Using OOD’s Interactive Apps

There are a number of applications that you can access and use through the OOD web portal. When you select an application and click launch, the scheduler (Slurm) allocates a compute node with a predetermined number of cores and amount of memory. The default time for running any of the applications is one hour. It is recommended that you keep the default. If you ask for more than one hour, you will need to wait for Slurm to allocate a resource that can run for your requested time, which could take a long time to be allocated, depending on how busy the cluster is.

If you are attempting to run a job on one of the interactive apps on OOD that launches a graphical user interface (GUI), such as Maestro, you might get an error if your passwordless ssh is not set up correctly. See Using X11 for tips and troubleshooting information opening applications that use X11 forwarding.

Available Apps (June 2020)

  • Jupyter Notebook (includes Python 3 and R 3.6.1 kernels)
  • RStudio
  • SAS
  • Gaussian
  • Schrodinger (Maestro)
  • Comsol (restricted to license owners)


Some apps are reserved for specific research groups and are not for general access. If you get an access error when attempting to open an app, and you believe that you should have access to it, please email with your username, research group, the app you are trying to access, a screenshot of the error that you are getting, and we will look into the issue.

  1. In a web browser, go to If prompted, enter your myNortheastern username and password.
  2. Select Interactive Apps, then select the application you want to use.
  3. Accept the default of 1 hour, and click Launch. You might have to wait a minute or two for a compute node to be allocated with your requested time and resource.
  4. If you selected Jupyter Notebook, click Connect to Jupyter. A Jupyter Notebook opens in a new tab on your browser.


On the Jupyter Notebook Home tab, click New, then select the kernel you want to use, such as Python or R. Your selected kernel opens in a new tab on your browser. Click the Running tab to see a list of what Notebooks you already have running. If you already have a Notebook saved to your home directory, on the Files tab, click the name of the file to restart the Notebook in a new tab on your browser.

Working with Jupyter Notebook [Custom Anaconda Environment]

One of the interactive apps on OOD is Jupyter Notebook Custom Anaconda Environment. You need to do some initial setup in order to use this app effectively. This section will provide a walkthrough of setting up and using this app. The general workflow is to first create a virtual python environment; ensure that Jupyter Notebook is installed in your virtual environment; and then reference this environment when you start the Jupyter Notebook [Custom Anaconda Environment] OOD interactive app.

Virtual python environment

  1. First set up a virtual python environment. See Creating a Conda virtual environment with Anaconda for how to set up a virtual python environment on Discovery using the terminal.
  2. When your environment is ready, in the terminal type source activate to activate the base environment.
  3. Type which conda to get the full path of your environment. Make a note of the full path name.
  4. Type source activate <yourenvironmentname> where <yourenvironmentname> is the name of your custom environment to activate the environment you just created.
  5. Type conda install jupyterlab to install jupyterlab in your environment.

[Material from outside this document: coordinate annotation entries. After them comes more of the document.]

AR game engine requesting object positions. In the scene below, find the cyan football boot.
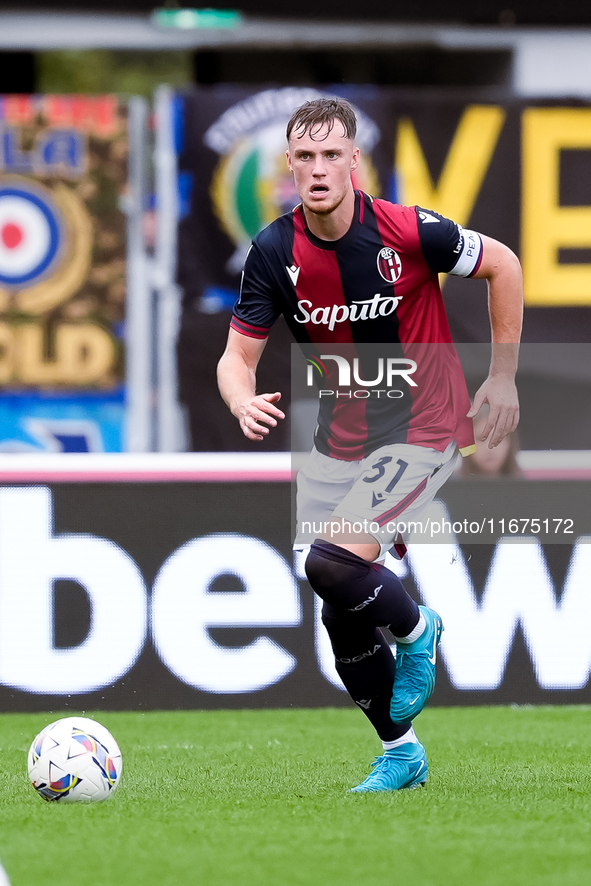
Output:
[390,606,443,723]
[349,742,429,794]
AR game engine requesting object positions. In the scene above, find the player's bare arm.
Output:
[218,329,285,440]
[468,236,523,449]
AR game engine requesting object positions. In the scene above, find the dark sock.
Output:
[306,541,420,637]
[322,603,411,741]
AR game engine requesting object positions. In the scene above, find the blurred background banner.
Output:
[0,95,128,452]
[0,472,591,711]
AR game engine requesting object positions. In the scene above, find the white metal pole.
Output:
[154,86,186,452]
[124,97,153,452]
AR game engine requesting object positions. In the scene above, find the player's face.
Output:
[287,120,359,215]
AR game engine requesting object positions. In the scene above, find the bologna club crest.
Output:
[0,181,64,289]
[378,246,402,283]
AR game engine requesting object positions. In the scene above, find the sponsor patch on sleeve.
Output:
[450,225,482,277]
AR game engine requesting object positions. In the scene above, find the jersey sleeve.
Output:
[415,206,482,277]
[230,241,281,339]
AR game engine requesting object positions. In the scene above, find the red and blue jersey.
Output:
[231,192,482,460]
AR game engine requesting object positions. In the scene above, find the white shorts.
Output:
[294,441,458,557]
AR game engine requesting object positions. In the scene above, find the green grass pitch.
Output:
[0,707,591,886]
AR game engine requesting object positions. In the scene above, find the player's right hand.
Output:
[236,391,285,440]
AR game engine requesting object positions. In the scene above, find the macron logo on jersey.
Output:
[285,265,301,286]
[419,209,440,225]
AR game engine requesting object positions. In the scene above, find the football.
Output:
[28,717,122,803]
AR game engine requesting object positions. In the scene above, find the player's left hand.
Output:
[467,375,519,449]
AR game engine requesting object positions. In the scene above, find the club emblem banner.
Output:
[0,95,128,451]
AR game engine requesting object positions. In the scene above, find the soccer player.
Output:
[218,98,523,792]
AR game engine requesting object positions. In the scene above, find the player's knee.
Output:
[305,545,337,600]
[305,542,366,605]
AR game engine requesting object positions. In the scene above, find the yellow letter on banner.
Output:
[521,108,591,305]
[395,105,505,225]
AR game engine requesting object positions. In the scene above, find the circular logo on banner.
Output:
[0,181,63,287]
[378,246,402,283]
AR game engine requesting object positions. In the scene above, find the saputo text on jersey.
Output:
[293,292,402,330]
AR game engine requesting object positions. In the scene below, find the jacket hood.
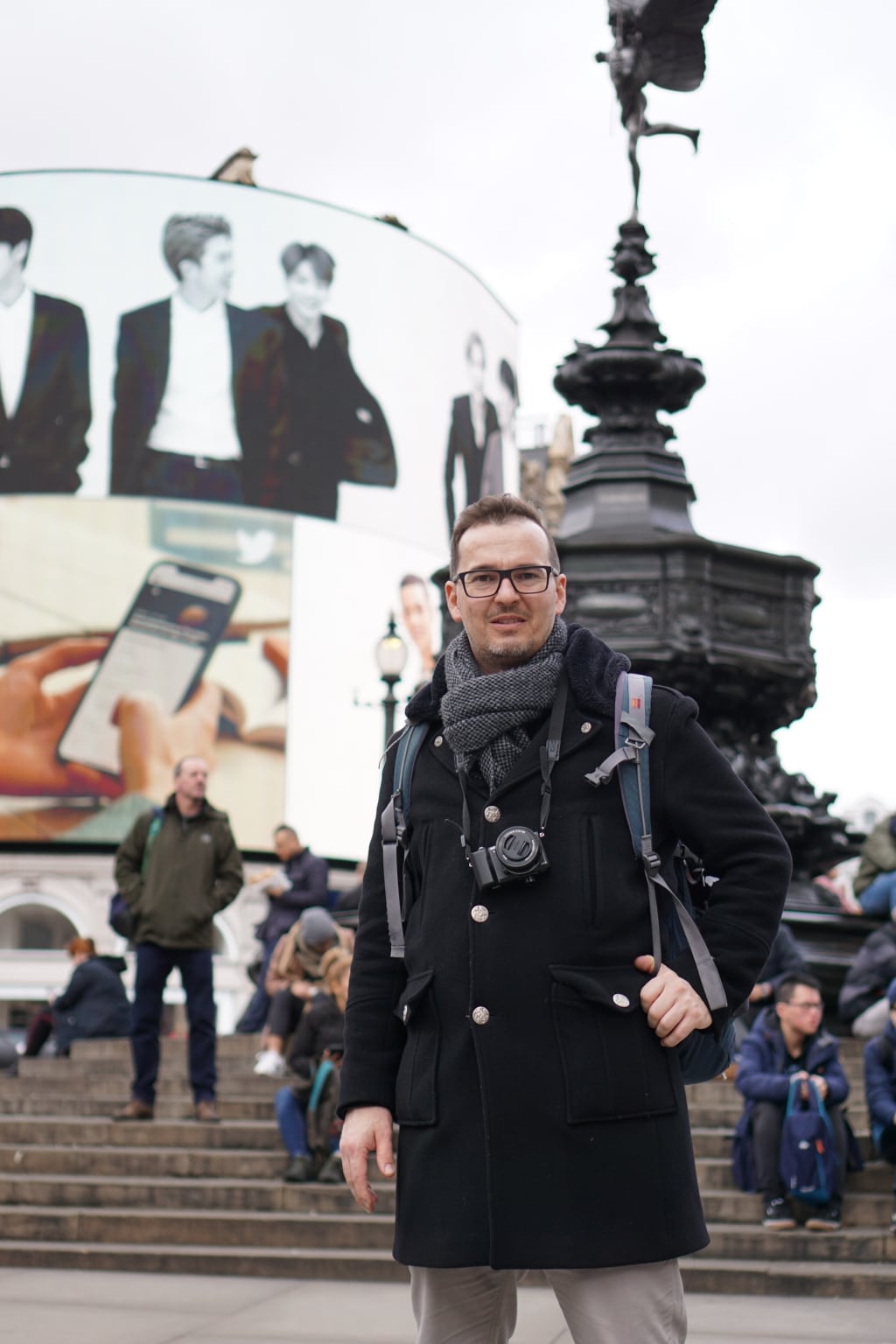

Using OOD to launch Jupyter Notebook

  1. Go to
  2. Click Interactive Apps, then select Jupyter Notebook [Custom Anaconda Environment].
  3. Select the compute node features for the job:
  • In the Time field, enter the number of hour(s) needed for the job. Minimum is one hour, maximum is 8 hours.
  • In the Memory (in Gb) field, enter the amount of memory you need for the job. Minimum is 2GB, maximum is 128GB.
  • If you need GPU, check Use GPU box.
  1. Select the Anaconda version that you used to create your virtual python environment in the System-wide Conda Module field.
  2. Check Custom Anaconda Environment box, and enter the name of your custom virtual python environment in the Name of Custom Conda Environment field.
  3. Click Launch. This will put you in the queue for a compute node. Note that this might take a few minutes, depending on the resources you requested.
  4. When you have been allocated a compute node, click Connect to Jupyter.

When your Juypter Notebook is running and open, type conda list in a cell and run the cell to confirm that the environment is your custom conda environment (you should see this on the first line). This command will also list all of your available packages.